[Hortus] Und Gott wird abwischen alle Tränen von ihren Augen.

  • Eine seltsame Schwere lag über der Domus Iulia und auch über ihren Bewohnern. Seit dem Eintreffen der Todesnachricht des Iulius Caesoninus und der Iulia Phoebe, waren viele Tränen geflossen. Klageweiber, die eigens bestellt worden waren, beklagten lautstark den großen Verlust. Das ganze Haus war in eine Art Schockstarre verfallen, aus der es sehr schwer war, wieder heraus zu kommen. Besonders diejenigen unter den Sklaven hatte es am schwersten getroffen, die die Leichname der beiden Iulier gefunden hatten. Eine davon war Iduna gewesen.
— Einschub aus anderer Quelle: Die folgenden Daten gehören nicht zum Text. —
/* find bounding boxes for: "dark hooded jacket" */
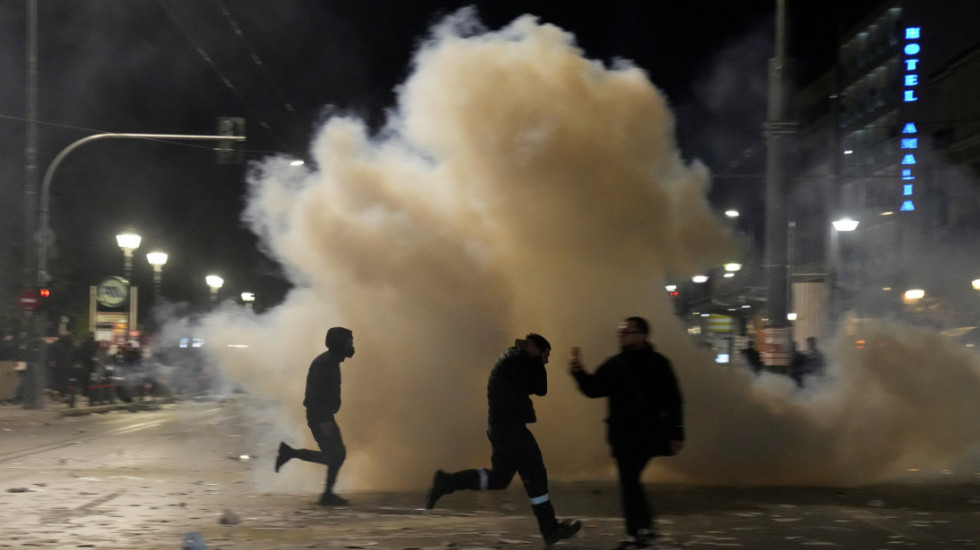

    Nach ihrer letzten Begegnung im Garten, hatte Sulamith sich vorgenommen, die germanische Sklavin in einem passenden Moment anzusprechen. Die Ärmste hatte es in jüngster Zeit nicht besonders einfach gehabt. Da war die Sache mit ihrem Gefährten Angus, dann war sie bei ihrem Dominus in Ungnade gefallen und nun hatte sie auch noch seinen Tod zu beklagen. Für eine junge Mutter, die neben ihrer Arbeit auch noch ihr Kind alleine versorgen musste, war dies sicher äußert schwer. Natürlich wusste die Hebräerin, dass sie Iduna nichts von alledem abnehmen konnte. Doch ein wenig Trost und ein paar gute Worte vertrug jeder Mensch!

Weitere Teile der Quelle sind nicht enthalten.